La llegada de una masa de aire muy frío del norte de Europa hace descender los termómetros en toda la comunidad
04 may 2010 . Actualizado a las 10:16 h.Las altas temperaturas que predominaron en abril permitieron a muchos gallegos disfrutar de la playa e incluso darse el primer baño del año. Pero quienes pensaron que el verano había adelantado su llegada deberán recuperar la ropa de abrigo del armario: mayo ha comenzado con un acusado descenso de las temperaturas, que han experimentado una brusca caída con respecto a hace tan solo un par de jornadas. Si el 28 de abril los termómetros marcaron entre 24° y 28° en casi toda Galicia, ayer las máximas se movían entre los 10° y los 14°, con la excepción de las Rías Baixas, donde rondaron los 17°. Mañana las temperaturas seguirán su descenso, incluso por debajo de cero en la montaña de Lugo, donde las predicciones avisan de nieve en torno a los 1.000 metros.
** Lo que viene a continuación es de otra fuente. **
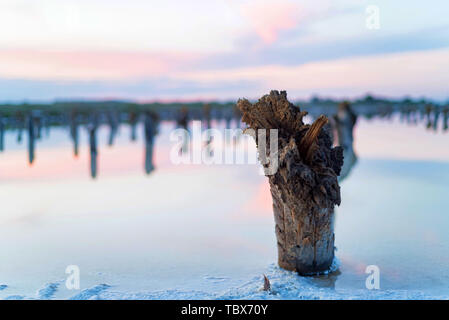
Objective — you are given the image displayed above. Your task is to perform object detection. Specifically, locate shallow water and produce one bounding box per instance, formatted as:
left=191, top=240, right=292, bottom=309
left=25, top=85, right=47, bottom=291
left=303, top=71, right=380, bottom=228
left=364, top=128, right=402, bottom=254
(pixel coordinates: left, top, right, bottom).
left=0, top=119, right=449, bottom=299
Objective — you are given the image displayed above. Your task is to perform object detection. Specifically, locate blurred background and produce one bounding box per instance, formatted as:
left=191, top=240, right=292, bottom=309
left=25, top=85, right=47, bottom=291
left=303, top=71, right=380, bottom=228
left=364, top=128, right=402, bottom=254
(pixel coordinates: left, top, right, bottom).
left=0, top=0, right=449, bottom=299
left=0, top=0, right=449, bottom=101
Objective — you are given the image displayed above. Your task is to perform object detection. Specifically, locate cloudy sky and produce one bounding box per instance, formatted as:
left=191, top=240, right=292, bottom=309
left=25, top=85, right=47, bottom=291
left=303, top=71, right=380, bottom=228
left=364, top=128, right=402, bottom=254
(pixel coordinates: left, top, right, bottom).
left=0, top=0, right=449, bottom=101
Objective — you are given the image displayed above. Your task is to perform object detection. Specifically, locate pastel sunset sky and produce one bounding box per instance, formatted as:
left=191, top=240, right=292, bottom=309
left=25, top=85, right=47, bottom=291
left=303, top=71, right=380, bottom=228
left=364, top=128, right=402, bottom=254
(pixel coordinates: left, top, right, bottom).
left=0, top=0, right=449, bottom=102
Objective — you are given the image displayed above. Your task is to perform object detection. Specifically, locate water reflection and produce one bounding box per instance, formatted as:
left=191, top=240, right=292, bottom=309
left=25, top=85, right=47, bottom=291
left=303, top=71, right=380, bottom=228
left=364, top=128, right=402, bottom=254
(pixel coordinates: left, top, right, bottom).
left=0, top=97, right=449, bottom=180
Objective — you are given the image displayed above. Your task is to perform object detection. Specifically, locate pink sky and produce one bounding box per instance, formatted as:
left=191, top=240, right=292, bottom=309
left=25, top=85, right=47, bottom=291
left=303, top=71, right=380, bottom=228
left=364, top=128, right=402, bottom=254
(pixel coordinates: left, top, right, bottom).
left=0, top=0, right=449, bottom=101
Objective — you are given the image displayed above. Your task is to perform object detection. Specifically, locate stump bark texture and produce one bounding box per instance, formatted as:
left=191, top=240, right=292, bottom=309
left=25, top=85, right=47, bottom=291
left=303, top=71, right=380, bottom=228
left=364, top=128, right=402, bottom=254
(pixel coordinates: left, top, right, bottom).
left=237, top=91, right=343, bottom=275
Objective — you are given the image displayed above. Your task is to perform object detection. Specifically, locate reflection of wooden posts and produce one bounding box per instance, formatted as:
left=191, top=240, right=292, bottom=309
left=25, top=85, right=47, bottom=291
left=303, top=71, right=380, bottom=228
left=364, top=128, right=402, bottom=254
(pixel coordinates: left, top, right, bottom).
left=432, top=106, right=440, bottom=131
left=87, top=114, right=98, bottom=179
left=144, top=112, right=157, bottom=174
left=334, top=101, right=357, bottom=181
left=425, top=104, right=432, bottom=129
left=70, top=110, right=79, bottom=157
left=106, top=111, right=119, bottom=146
left=129, top=111, right=139, bottom=141
left=238, top=91, right=343, bottom=275
left=176, top=107, right=189, bottom=155
left=16, top=112, right=26, bottom=144
left=27, top=114, right=35, bottom=164
left=443, top=106, right=449, bottom=131
left=0, top=115, right=5, bottom=152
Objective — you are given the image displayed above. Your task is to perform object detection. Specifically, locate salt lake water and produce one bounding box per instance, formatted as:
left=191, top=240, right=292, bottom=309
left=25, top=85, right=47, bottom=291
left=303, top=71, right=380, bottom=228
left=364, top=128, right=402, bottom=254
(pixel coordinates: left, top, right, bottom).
left=0, top=117, right=449, bottom=299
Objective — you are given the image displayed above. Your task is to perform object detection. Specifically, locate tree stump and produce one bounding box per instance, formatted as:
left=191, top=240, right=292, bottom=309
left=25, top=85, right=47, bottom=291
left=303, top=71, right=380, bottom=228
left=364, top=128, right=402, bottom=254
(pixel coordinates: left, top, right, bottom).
left=237, top=91, right=343, bottom=275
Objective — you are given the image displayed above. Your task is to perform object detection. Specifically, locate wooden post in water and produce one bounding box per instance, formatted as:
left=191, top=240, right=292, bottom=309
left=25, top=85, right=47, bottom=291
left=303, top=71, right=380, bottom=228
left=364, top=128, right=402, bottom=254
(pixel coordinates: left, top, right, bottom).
left=237, top=91, right=343, bottom=275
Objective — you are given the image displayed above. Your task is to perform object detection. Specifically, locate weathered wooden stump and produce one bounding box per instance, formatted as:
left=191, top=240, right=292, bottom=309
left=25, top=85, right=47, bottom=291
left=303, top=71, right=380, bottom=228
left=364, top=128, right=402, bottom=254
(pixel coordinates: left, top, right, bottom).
left=237, top=91, right=343, bottom=275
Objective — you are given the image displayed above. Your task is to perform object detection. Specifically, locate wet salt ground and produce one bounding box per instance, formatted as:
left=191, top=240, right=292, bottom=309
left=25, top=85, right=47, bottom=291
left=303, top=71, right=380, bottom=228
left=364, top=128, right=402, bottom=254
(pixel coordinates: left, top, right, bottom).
left=0, top=121, right=449, bottom=299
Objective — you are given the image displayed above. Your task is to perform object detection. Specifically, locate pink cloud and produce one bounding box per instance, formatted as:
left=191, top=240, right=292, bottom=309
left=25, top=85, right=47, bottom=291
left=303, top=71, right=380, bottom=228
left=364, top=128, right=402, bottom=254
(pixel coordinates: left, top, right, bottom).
left=238, top=1, right=300, bottom=44
left=0, top=49, right=200, bottom=80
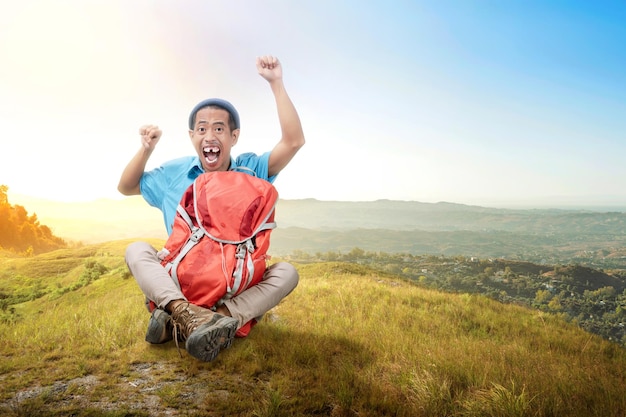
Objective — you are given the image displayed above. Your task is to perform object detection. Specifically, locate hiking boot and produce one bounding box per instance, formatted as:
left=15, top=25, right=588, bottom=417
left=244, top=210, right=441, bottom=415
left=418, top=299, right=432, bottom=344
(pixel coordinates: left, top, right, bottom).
left=146, top=308, right=174, bottom=344
left=172, top=301, right=239, bottom=362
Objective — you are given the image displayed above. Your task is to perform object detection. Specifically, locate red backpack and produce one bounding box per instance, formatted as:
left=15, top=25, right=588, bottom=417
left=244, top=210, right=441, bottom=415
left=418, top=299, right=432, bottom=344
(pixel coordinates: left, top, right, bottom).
left=159, top=171, right=278, bottom=337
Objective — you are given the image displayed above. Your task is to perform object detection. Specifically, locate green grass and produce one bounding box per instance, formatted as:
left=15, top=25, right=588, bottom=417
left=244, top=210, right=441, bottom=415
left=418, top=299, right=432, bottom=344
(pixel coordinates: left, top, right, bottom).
left=0, top=241, right=626, bottom=416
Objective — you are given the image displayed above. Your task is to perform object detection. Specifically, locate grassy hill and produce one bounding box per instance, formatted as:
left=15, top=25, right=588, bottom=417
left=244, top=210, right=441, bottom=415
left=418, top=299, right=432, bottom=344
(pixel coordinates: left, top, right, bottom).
left=10, top=195, right=626, bottom=269
left=0, top=240, right=626, bottom=416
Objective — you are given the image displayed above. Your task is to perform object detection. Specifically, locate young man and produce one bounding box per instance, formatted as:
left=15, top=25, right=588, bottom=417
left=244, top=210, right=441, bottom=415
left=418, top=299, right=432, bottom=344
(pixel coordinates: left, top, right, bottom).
left=118, top=56, right=304, bottom=361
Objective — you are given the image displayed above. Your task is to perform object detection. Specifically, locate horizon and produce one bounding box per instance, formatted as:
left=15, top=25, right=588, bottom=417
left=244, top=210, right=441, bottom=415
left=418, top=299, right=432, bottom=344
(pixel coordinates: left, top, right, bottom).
left=0, top=0, right=626, bottom=207
left=8, top=188, right=626, bottom=214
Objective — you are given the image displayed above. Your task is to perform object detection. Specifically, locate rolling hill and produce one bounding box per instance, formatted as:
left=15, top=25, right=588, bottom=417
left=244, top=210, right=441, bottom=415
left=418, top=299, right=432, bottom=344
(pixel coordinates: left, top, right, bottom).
left=0, top=240, right=626, bottom=417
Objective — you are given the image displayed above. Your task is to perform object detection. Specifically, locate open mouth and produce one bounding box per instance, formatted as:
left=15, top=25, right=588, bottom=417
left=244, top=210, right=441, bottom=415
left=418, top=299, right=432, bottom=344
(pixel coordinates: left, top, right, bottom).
left=202, top=146, right=220, bottom=164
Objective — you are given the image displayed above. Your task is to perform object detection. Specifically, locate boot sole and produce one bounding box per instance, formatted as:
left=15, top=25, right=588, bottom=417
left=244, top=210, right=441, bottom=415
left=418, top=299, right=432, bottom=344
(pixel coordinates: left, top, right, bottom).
left=146, top=309, right=172, bottom=345
left=185, top=316, right=239, bottom=362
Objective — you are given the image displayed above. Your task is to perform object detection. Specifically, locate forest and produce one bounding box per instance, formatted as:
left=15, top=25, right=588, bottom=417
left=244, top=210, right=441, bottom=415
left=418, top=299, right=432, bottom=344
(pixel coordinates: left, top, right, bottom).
left=292, top=248, right=626, bottom=347
left=0, top=185, right=67, bottom=255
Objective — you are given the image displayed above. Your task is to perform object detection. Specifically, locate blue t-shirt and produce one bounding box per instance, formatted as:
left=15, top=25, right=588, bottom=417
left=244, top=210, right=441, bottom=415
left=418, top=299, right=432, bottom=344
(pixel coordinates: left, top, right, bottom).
left=139, top=152, right=276, bottom=235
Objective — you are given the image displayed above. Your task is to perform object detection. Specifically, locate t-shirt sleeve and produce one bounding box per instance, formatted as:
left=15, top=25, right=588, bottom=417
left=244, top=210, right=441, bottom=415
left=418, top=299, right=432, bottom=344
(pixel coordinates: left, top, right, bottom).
left=235, top=152, right=278, bottom=183
left=139, top=168, right=165, bottom=208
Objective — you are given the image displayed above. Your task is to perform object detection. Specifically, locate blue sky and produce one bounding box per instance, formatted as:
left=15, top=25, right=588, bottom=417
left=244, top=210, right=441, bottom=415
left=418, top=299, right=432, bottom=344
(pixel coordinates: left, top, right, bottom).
left=0, top=0, right=626, bottom=207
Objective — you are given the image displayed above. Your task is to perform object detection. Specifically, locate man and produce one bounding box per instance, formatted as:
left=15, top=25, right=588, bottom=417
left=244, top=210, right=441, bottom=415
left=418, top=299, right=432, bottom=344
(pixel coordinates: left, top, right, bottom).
left=118, top=56, right=305, bottom=361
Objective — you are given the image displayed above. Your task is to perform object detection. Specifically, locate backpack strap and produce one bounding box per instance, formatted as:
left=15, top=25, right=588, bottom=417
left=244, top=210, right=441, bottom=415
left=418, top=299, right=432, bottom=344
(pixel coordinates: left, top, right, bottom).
left=165, top=202, right=206, bottom=290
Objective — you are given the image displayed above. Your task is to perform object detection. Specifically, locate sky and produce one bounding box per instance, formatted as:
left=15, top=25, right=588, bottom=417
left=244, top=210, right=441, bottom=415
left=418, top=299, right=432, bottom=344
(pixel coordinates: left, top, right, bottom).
left=0, top=0, right=626, bottom=207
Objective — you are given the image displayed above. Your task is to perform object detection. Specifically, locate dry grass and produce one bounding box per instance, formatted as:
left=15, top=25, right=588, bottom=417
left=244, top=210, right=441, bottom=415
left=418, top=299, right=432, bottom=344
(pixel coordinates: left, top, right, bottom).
left=0, top=242, right=626, bottom=416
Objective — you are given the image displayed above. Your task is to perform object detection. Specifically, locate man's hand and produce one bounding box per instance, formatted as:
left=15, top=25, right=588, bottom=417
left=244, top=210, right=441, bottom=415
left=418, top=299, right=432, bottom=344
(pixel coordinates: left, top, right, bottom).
left=256, top=55, right=283, bottom=82
left=139, top=125, right=163, bottom=151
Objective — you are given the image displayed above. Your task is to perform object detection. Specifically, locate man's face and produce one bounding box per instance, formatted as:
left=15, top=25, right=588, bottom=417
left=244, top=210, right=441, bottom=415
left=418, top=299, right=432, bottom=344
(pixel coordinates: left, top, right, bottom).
left=189, top=107, right=239, bottom=172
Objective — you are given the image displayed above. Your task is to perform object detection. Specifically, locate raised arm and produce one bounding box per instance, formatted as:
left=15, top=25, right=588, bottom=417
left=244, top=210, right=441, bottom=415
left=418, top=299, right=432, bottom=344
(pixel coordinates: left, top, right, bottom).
left=117, top=125, right=162, bottom=195
left=256, top=56, right=304, bottom=176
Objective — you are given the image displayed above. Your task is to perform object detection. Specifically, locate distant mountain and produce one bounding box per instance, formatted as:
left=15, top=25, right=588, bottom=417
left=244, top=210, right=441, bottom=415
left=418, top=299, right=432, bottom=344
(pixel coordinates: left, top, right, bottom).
left=11, top=196, right=626, bottom=267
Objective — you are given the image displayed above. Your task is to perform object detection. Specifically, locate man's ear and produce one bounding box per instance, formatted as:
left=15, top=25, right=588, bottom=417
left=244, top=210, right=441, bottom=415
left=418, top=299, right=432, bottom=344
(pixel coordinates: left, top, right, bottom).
left=230, top=129, right=239, bottom=146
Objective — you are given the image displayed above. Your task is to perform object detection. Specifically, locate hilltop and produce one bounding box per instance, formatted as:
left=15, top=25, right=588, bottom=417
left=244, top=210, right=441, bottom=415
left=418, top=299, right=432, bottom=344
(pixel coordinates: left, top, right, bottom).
left=0, top=240, right=626, bottom=417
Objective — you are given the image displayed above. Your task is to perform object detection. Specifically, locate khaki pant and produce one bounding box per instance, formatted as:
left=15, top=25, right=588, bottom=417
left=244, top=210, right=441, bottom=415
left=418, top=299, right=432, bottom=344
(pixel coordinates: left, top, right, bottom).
left=126, top=242, right=299, bottom=327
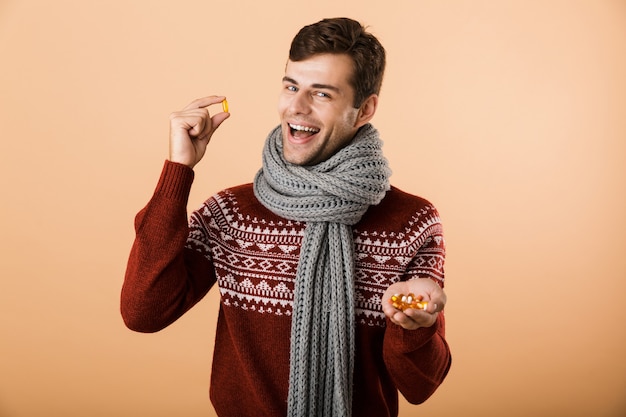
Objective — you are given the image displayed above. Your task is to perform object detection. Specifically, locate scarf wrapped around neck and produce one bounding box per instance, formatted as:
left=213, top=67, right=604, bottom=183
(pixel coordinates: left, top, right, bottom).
left=254, top=124, right=391, bottom=417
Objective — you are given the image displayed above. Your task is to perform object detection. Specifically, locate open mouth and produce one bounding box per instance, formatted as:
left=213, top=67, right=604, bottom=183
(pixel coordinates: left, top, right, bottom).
left=288, top=123, right=320, bottom=139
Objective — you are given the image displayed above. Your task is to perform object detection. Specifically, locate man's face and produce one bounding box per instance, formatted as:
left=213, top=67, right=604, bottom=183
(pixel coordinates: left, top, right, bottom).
left=278, top=54, right=364, bottom=165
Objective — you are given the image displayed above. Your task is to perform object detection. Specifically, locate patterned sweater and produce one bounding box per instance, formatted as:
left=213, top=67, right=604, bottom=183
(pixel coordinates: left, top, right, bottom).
left=121, top=161, right=451, bottom=417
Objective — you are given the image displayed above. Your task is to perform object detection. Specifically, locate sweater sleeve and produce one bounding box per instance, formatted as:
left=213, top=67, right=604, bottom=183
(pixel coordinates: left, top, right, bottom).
left=383, top=206, right=452, bottom=404
left=383, top=312, right=452, bottom=404
left=121, top=161, right=215, bottom=332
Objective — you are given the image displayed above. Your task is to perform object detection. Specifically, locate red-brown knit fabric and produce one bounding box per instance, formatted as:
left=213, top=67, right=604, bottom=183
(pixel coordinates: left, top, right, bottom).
left=121, top=162, right=451, bottom=417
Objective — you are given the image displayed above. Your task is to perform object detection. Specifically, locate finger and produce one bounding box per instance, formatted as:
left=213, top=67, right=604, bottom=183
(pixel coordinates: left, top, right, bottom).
left=183, top=96, right=226, bottom=110
left=211, top=112, right=230, bottom=130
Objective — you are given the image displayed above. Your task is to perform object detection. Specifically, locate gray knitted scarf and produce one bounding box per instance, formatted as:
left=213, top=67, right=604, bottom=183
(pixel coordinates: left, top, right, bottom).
left=254, top=124, right=391, bottom=417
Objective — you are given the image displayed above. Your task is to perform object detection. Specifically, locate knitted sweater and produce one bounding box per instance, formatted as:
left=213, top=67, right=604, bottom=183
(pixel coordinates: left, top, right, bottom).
left=121, top=161, right=451, bottom=417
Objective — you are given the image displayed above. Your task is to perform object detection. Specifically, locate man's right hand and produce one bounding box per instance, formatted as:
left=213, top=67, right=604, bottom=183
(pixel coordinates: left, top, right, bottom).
left=169, top=96, right=230, bottom=168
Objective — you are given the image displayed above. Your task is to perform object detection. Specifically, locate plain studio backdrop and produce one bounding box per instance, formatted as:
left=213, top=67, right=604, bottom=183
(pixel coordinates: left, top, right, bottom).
left=0, top=0, right=626, bottom=417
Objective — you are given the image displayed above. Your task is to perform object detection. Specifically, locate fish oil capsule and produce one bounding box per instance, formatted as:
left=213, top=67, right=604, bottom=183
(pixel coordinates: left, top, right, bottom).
left=389, top=293, right=428, bottom=311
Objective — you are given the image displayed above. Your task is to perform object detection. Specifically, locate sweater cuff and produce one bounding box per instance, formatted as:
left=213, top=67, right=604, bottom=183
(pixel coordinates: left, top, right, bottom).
left=386, top=318, right=440, bottom=353
left=154, top=160, right=194, bottom=202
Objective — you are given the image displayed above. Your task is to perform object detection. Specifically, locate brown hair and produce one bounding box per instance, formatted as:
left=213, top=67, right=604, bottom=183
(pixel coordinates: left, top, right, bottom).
left=289, top=17, right=385, bottom=108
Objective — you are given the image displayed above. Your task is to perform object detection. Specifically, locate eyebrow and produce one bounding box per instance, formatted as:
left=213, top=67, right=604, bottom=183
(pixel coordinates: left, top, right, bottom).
left=283, top=76, right=341, bottom=93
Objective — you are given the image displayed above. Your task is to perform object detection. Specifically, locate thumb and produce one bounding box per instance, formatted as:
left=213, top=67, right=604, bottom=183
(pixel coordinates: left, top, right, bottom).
left=211, top=113, right=230, bottom=129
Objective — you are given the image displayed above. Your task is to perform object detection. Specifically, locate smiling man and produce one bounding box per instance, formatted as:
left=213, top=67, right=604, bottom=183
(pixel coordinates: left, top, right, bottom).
left=121, top=18, right=451, bottom=417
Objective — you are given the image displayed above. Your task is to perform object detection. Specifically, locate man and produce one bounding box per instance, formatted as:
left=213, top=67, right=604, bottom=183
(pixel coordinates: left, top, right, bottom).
left=121, top=18, right=451, bottom=417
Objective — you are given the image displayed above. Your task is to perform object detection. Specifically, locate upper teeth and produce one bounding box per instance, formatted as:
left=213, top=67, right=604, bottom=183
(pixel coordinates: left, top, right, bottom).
left=289, top=123, right=318, bottom=132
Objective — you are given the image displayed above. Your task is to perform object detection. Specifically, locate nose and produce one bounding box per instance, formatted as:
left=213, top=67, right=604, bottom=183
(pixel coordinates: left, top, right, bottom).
left=289, top=91, right=311, bottom=114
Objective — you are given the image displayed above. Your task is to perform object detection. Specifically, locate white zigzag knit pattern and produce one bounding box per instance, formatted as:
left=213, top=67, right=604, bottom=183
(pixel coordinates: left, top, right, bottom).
left=187, top=185, right=445, bottom=327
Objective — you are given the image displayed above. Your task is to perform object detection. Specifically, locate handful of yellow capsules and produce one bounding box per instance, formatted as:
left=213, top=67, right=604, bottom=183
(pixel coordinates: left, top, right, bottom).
left=389, top=292, right=428, bottom=311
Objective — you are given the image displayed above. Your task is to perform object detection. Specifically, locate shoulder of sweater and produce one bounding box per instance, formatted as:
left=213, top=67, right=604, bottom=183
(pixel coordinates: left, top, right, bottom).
left=376, top=185, right=435, bottom=211
left=202, top=183, right=279, bottom=221
left=357, top=186, right=440, bottom=230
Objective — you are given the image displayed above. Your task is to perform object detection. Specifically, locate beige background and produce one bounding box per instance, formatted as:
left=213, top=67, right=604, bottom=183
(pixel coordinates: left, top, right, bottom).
left=0, top=0, right=626, bottom=417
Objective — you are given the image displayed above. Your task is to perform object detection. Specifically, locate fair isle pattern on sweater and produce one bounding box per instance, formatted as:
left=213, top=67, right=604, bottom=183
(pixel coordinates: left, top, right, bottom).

Esta repentina bajada de temperaturas se debe a la llegada de una masa de aire muy frío procedente del norte de Europa. La posición de un anticiclón al oeste de las islas Británicas ha creado una especie de pasillo que facilita el tránsito de vientos con una circulación norte-sur y que, por tanto, arrastran consigo las masas de aire frío, además de humedad y nubosidad. A esto hay que añadir el hecho de que el viento contribuye a que la sensación térmica esté por debajo de los grados que marca el termómetro, es decir, que se percibe mayor frío del que corresponde a la temperatura.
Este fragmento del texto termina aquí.